Göç sorunu Türkiye’de kayıt dışı istihdamı arttırmakta ve düşük ücret politikasını teşvik etmekte. Niteliksiz işlerin artması uzun vadede Türkiye ekonomisinin uluslararası düzeyde rekabet gücünü düşürerek istihdamı olumsuz yönde etkileyecek. Bu bakımdan yaratılan istihdamın yüksek katma değerli olması yönünde yatırım stratejileri geliştirilmesi önemli.

Prof. Dr. Ersan ÖZ / Pamukkale Üniversitesi Öğretim Üyesi
“Salgınla mücadelede başarı ile bütçe gelirleri artabilir”

Orta Vadeli Mali Plan’da 2021 yılı sonu G5YH büyümesi yüzde 5.8 belirlendi. Sanayi üretimindeki artış dikkate alındığında ikinci çeyrekte büyüme beklentileri yüksek. Kamu Mâliyesi Raporu’nda büyümenin ikinci çeyrekte ihracatla birlikte çift haneli olacağı tahmini yapıldı. Yıl sonu itibarıyla hedeflenen büyüme rakamına ulaşılabilirle ihtimali yüksek. TÜFE yılsonu yüzde 8 hedeflenmişti Temmuz’daki artışla yıllık enflasyon yüzde 18.95 oldu. Enflasyon oranı hedeflemesinde hedefe ulaşma noktasında tek haneliye düşürmek pek mümkün görünmüyor. İşsizlik oranının yüzde 12.9 olması hedefleniyor. İşsizlik oranı Haziran’da yüzde 10.6 oldu. Hedefler tutturabilir görünüyor. Merkezi yönetim bütçe açığının GSYH’ye oranı yüzde -4.3 hedeflendi. Ancak kamu mâliyesi raporunda yüzde -3.5 seviyesine çekildi. Açıklanan rakamlar ve ülkenin yaşadığı hadiselerin sebep olduğu ek maliyetler hedeflere yaklaşmanın zor olduğunu gösteriyor. Salgın, deprem, sel ve yangınlar sürecinin ekonomi üzerinde olumsuz etkilerini ortadan kaldırmaya yönelik bütçeye maliyetler yansıyabilecek. Ancak salgınla mücadelede başarı yakalandığında ekonomik faaliyetlerde iyileşme görülecek ve bütçe gelirleri artabilecek.

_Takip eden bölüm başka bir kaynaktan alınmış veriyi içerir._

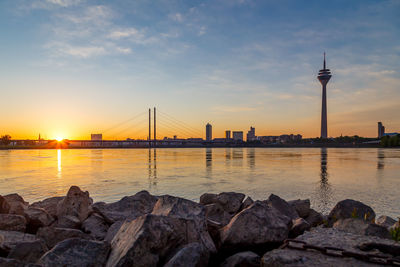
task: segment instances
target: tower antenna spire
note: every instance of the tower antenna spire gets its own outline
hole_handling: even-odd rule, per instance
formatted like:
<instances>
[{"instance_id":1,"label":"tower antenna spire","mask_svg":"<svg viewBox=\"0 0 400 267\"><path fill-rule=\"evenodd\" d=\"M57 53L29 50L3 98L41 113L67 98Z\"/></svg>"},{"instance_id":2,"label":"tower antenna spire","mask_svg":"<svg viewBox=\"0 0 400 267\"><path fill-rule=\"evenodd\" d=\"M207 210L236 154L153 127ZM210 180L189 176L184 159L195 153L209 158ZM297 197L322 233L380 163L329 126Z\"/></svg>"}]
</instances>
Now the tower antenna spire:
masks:
<instances>
[{"instance_id":1,"label":"tower antenna spire","mask_svg":"<svg viewBox=\"0 0 400 267\"><path fill-rule=\"evenodd\" d=\"M325 51L324 51L324 70L326 70Z\"/></svg>"}]
</instances>

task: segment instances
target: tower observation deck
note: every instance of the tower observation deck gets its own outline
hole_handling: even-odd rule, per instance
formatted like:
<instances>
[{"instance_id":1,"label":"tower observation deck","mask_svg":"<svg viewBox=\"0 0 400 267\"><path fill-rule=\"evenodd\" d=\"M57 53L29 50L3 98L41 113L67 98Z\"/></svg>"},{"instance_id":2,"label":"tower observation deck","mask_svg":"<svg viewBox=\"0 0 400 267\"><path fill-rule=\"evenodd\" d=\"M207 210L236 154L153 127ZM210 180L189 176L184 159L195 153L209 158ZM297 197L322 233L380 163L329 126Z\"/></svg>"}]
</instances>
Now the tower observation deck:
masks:
<instances>
[{"instance_id":1,"label":"tower observation deck","mask_svg":"<svg viewBox=\"0 0 400 267\"><path fill-rule=\"evenodd\" d=\"M321 138L328 138L328 120L326 112L326 85L332 77L331 71L326 68L324 52L324 68L318 72L318 80L322 84L322 110L321 110Z\"/></svg>"}]
</instances>

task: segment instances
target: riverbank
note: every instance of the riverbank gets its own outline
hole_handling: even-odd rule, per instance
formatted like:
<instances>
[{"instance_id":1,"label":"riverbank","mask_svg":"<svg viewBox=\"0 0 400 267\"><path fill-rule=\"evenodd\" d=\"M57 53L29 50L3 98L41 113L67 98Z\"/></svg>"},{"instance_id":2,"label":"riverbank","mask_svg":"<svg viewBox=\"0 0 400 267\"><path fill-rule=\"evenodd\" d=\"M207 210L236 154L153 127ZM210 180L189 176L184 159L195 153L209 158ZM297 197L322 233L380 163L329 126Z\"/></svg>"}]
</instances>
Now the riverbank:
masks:
<instances>
[{"instance_id":1,"label":"riverbank","mask_svg":"<svg viewBox=\"0 0 400 267\"><path fill-rule=\"evenodd\" d=\"M400 253L390 234L399 223L375 218L354 200L323 215L307 199L273 194L263 201L203 194L194 202L141 191L93 203L89 192L72 186L66 196L32 204L17 194L0 196L0 218L0 266L355 266L365 264L362 256L330 257L310 248L365 255L374 249L384 256L381 263Z\"/></svg>"}]
</instances>

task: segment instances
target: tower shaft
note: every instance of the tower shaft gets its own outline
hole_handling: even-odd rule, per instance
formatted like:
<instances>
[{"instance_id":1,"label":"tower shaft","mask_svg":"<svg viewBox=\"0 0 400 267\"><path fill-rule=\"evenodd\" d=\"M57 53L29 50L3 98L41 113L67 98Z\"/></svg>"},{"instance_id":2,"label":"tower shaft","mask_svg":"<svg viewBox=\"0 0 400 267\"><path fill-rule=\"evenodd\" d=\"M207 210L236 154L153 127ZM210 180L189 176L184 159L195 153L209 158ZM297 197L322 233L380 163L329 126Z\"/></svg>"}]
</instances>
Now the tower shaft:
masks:
<instances>
[{"instance_id":1,"label":"tower shaft","mask_svg":"<svg viewBox=\"0 0 400 267\"><path fill-rule=\"evenodd\" d=\"M328 138L328 118L326 114L326 84L322 84L321 138Z\"/></svg>"}]
</instances>

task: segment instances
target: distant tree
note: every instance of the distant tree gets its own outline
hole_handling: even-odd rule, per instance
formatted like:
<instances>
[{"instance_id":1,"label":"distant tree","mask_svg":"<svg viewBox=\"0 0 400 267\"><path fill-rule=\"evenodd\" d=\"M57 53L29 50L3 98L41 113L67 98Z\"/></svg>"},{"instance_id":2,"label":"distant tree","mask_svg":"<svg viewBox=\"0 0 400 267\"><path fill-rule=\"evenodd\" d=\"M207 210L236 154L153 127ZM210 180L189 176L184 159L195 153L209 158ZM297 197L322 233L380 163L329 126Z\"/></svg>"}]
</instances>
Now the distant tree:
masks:
<instances>
[{"instance_id":1,"label":"distant tree","mask_svg":"<svg viewBox=\"0 0 400 267\"><path fill-rule=\"evenodd\" d=\"M1 136L0 143L2 145L8 146L11 143L11 136L8 134Z\"/></svg>"},{"instance_id":2,"label":"distant tree","mask_svg":"<svg viewBox=\"0 0 400 267\"><path fill-rule=\"evenodd\" d=\"M398 142L397 135L391 136L391 137L390 137L390 139L389 139L389 146L391 146L391 147L397 146L398 143L399 143L399 142Z\"/></svg>"},{"instance_id":3,"label":"distant tree","mask_svg":"<svg viewBox=\"0 0 400 267\"><path fill-rule=\"evenodd\" d=\"M381 146L388 147L389 146L389 136L385 135L381 138Z\"/></svg>"}]
</instances>

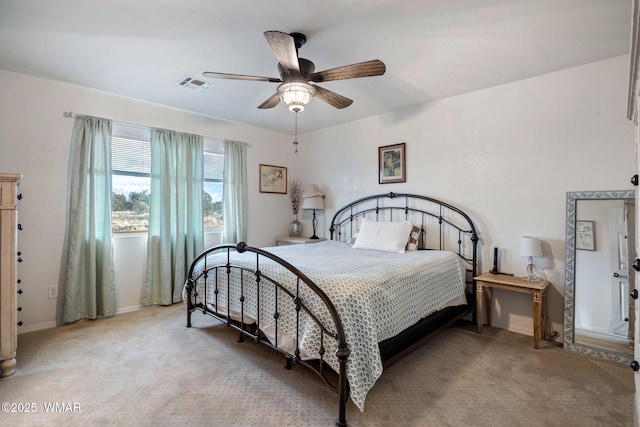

Prof. Dr. Bülent GÜLÇUBUK / Ankara Üniversitesi Öğretim Üyesi
“Çok yönlü risk ve afet yönetim planı gerekli”

Küresel düzeyde tarımsal ürün fiyat artışları ve aynı biçimde girdi fiyatlarındaki artışlar her kesimi tedirgin ediyor. Türkiye’de son aylarda yaşanan sel felaketleri, yangınlar, kuraklıklar, fiyat belirsizlikleri ve diğer unsurlar hem gıda fiyatlarının artışına ve hem de tarımsal girdi fiyatlarının yükselmesine neden oluyor. Bütün bunlara karşı öncelikle yapılması gereken ise ‘tarımda, kırsal yaşamda ve gıdada çok yönlü bir risk ve afet yönetim planının katılımcı bir biçimde oluşturulmasıdır.’ Bu plan kısa, orta ve uzun vadede farklı senaryolarla üretimi, fiyat hareketliliğini, enflasyonu, dünyadaki gelişmeleri dikkate alacak biçimde oluşturulmalı ve de buna göre önlemleri ortaya koymalıdır.

Belirsizliklerin küresel düzeyde arttığı bu süreçte gıda enflasyonun kontrol altına alınması için çiftçinin girdi ve ürün fiyatları temelinde desteklenmesi önem taşıyor.

Dünyada tarımda, gıdada yaşananlar aynı zamanda tarımsal destekleme sisteminin, araçlarının da yeniden tasarlanması gereğini ortaya çıkarıyor. Her ülke açısından olduğu gibi, Türkiye açısından da tarımda ve gıdada kendine yeterliliğin sağlanması ve buna yönelik politika araçlarının geliştirilmesi artık bir zorunluluk haline geldi.